- A handful of dried mixed or porcini mushrooms (1/2 ounce)
- Salt and pepper
- 1/2 pound spinach tagliatelle or fettuccine pasta
- 1/2 pound egg tagliatelle or fettuccine pasta
- About 1/4 cup extra virgin olive oil (EVOO)
- 4 large portobello mushroom caps, gills scraped or 3/4 pound crimini mushrooms, thinly sliced
- 4 large cloves garlic, very thinly sliced or finely chopped
- 2 tablespoons fresh thyme, finely chopped
- 1/2 cup Marsala wine
- 1/2 pound farm spinach or black (Tuscan) kale, thinly sliced or shredded
- A little freshly grated nutmeg, to taste
- 3 tablespoons cold butter, cut into pieces
- Shaved Parmigiano-Reggiano cheese, for garnish
Place the dried mushrooms in a small saucepan and cover with about 1 1/2-2 cups water. Bring to a boil, then lower the heat and simmer for 10 minutes to reconstitute the mushrooms and flavor the water. Remove the mushrooms with a slotted spoon and finely chop. Strain the liquid through a fine-mesh strainer. Bring a large pot of water to a boil, salt it, add the two pastas and cook until al dente. Drain, reserving 1/2 cup of the pasta cooking water.
While the pasta is working, in a large skillet or Dutch oven, heat the EVOO, four turns of the pan, over medium-high heat. Add the portobellos (or criminis) and brown for 10 minutes. Stir in the garlic and thyme for 2-3 minutes; season with salt and pepper. Deglaze the pan with the Marsala and cook off the alcohol.
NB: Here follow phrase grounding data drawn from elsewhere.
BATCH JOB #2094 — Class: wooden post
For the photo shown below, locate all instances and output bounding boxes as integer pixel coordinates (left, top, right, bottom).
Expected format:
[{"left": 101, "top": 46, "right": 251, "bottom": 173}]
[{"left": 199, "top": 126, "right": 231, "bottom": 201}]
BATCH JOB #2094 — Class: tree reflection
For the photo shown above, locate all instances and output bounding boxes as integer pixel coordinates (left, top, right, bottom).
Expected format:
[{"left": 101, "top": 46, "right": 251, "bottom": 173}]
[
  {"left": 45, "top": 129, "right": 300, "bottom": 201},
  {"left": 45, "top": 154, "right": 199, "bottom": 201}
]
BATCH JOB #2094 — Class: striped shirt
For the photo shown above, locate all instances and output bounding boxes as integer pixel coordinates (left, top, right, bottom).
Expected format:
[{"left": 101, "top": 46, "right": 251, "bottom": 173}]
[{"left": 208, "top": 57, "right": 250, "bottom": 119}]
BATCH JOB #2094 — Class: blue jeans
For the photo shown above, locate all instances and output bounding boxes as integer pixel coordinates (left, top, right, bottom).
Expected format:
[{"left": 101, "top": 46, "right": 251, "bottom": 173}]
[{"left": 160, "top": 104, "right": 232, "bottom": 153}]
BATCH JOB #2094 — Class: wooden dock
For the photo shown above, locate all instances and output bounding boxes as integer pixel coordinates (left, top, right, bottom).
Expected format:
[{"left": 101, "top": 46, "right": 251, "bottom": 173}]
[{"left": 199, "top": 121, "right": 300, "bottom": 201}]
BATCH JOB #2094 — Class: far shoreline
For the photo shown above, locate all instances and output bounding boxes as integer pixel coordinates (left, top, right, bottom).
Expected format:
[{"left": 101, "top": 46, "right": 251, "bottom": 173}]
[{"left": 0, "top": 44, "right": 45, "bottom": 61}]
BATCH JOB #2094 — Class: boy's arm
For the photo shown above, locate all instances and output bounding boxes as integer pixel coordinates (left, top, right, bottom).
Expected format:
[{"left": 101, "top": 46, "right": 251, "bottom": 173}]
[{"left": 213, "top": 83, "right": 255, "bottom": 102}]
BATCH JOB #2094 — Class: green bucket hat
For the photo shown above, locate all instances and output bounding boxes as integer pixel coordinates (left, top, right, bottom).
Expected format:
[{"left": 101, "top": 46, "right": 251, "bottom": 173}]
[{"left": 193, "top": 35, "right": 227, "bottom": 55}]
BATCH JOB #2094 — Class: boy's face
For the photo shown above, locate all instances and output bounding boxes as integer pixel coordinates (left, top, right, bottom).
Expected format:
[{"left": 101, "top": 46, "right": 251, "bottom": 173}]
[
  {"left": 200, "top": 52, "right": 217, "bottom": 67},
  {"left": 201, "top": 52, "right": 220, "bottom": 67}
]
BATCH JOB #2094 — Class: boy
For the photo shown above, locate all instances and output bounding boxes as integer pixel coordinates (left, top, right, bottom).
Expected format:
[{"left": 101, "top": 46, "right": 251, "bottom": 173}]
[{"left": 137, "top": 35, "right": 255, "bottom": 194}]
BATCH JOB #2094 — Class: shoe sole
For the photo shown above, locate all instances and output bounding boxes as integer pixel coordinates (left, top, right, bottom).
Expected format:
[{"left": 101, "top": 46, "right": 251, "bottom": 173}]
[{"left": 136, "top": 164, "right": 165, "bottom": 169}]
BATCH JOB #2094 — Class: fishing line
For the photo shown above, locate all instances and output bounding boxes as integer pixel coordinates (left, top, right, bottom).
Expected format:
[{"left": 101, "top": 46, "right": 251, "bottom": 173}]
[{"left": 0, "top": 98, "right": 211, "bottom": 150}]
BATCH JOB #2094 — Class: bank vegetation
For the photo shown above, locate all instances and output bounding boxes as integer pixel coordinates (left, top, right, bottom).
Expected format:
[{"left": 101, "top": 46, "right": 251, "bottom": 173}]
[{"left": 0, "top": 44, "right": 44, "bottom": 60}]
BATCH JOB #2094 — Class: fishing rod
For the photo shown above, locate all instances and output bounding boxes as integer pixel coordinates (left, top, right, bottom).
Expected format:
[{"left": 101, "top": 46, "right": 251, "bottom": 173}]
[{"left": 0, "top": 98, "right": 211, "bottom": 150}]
Add the greens to wilt and season with nutmeg. Add the reconstituted mushrooms and 1 cup of their strained broth.
Add the butter to melt. Add the pasta and toss for 1 minute to combine the flavors, adding the reserved pasta cooking water if necessary. Season, to taste, and serve in bowls, topped with the cheese.